Distribution | Version |
---|---|
Ubuntu | 20.04 LTS or newer |
RHEL | 8.5 or newer |
SLES/OpenSUSE | 15.3 (Leap) or newer |
Rocky Linux | 8.5 or newer |
Debian | 11.0 or newer |
Fedora | 37 or newer |
Hardware Requirements
The hardware needs will vary depending on your deployment size. Below are the minimum recommendations:
Spec | Minimum Requirement | Recommended Spec |
---|---|---|
CPU | 8 cores | 16 cores |
Memory | 16 GB | 32 GB |
Root Disk Space | 100 GB | 200 GB |
Disk Performance | 5,000+ random IOPS for root disk (SSD/NVMe) | Same as minimum requirements |
Disk Type
For better performance, always use SSDs for your LLMOS cluster. If you’re using a cloud provider, pick the suitable disk size that gives you the maximum IOPS.
Networking
LLMOS nodes need to access ports 6443 and 8443 on all nodes. The node should not be using other ports.
LLMOS uses reverse tunneling, meaning the nodes establish outbound connections to the server, and all Kubelet traffic runs through this tunnel.
To use the metrics server, ensure all nodes can communicate with each other on port 10250.

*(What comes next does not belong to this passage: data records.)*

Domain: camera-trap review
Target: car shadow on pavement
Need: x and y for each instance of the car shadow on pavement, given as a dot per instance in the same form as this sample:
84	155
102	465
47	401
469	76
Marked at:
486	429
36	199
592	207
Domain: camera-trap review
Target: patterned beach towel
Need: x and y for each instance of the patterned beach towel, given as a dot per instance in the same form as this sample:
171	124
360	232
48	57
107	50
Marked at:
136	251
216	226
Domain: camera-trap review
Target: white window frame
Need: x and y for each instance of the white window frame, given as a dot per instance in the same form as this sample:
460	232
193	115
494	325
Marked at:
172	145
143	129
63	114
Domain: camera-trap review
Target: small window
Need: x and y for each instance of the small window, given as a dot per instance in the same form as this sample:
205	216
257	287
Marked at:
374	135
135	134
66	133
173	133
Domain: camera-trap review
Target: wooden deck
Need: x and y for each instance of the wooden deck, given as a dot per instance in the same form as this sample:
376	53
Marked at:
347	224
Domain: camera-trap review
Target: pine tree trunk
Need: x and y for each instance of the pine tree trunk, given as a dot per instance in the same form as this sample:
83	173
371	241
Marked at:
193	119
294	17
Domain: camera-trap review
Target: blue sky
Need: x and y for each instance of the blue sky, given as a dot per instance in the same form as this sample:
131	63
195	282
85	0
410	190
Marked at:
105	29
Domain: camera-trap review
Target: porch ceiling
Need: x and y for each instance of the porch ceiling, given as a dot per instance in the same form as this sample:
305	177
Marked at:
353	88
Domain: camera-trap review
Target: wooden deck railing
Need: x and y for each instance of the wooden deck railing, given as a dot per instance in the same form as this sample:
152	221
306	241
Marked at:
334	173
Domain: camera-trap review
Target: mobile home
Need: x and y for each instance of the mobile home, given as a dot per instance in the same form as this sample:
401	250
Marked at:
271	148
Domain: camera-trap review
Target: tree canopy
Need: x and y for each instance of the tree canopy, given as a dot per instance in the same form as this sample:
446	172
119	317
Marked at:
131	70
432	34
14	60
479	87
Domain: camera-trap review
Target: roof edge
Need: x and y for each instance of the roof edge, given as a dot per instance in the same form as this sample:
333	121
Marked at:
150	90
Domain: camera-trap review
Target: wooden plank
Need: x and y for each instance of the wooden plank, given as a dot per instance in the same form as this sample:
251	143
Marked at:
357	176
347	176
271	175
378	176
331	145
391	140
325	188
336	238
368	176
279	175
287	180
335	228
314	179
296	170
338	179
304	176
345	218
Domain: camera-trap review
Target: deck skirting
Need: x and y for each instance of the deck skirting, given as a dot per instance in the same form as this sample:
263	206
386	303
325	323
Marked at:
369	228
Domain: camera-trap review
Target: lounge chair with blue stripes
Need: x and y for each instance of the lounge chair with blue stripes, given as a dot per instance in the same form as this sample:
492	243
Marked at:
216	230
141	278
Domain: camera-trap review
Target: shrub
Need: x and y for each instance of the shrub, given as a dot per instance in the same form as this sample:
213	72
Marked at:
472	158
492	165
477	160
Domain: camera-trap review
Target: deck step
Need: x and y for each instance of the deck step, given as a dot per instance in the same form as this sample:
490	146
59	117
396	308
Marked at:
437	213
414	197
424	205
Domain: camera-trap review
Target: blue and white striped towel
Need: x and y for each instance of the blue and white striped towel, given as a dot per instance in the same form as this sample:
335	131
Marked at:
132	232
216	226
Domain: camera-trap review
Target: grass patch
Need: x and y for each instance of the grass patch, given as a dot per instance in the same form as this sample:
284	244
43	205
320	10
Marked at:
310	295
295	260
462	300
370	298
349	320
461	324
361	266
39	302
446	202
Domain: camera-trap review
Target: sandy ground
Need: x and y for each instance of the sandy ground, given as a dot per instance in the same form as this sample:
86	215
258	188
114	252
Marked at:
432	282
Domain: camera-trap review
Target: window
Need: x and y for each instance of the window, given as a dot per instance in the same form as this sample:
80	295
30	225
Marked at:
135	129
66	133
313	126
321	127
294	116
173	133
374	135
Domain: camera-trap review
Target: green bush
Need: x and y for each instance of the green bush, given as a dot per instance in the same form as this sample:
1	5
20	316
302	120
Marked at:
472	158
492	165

Inbound Rules for LLMOS Nodes
Protocol | Port | Source | Destination | Description |
---|---|---|---|---|
TCP | 2379-2380 | Servers | Servers | Required for HA setups with embedded etcd |
TCP | 6443 | Workers | Servers | Kubernetes API Server |
TCP | 8443 | All nodes | All nodes | LLMOS dashboard and API Server |
UDP | 8472 | All nodes | All nodes | For system VXLAN network |
TCP | 10250 | All nodes | All nodes | Metrics server |
TCP | 5001, 6443 | All nodes | All nodes | Embedded distributed registry (Spegel) |
TCP | 30000-32767 | All nodes | All nodes | NodePort port range |
Usually, all outbound traffic is allowed. Depending on your OS, you may need to adjust the firewall settings.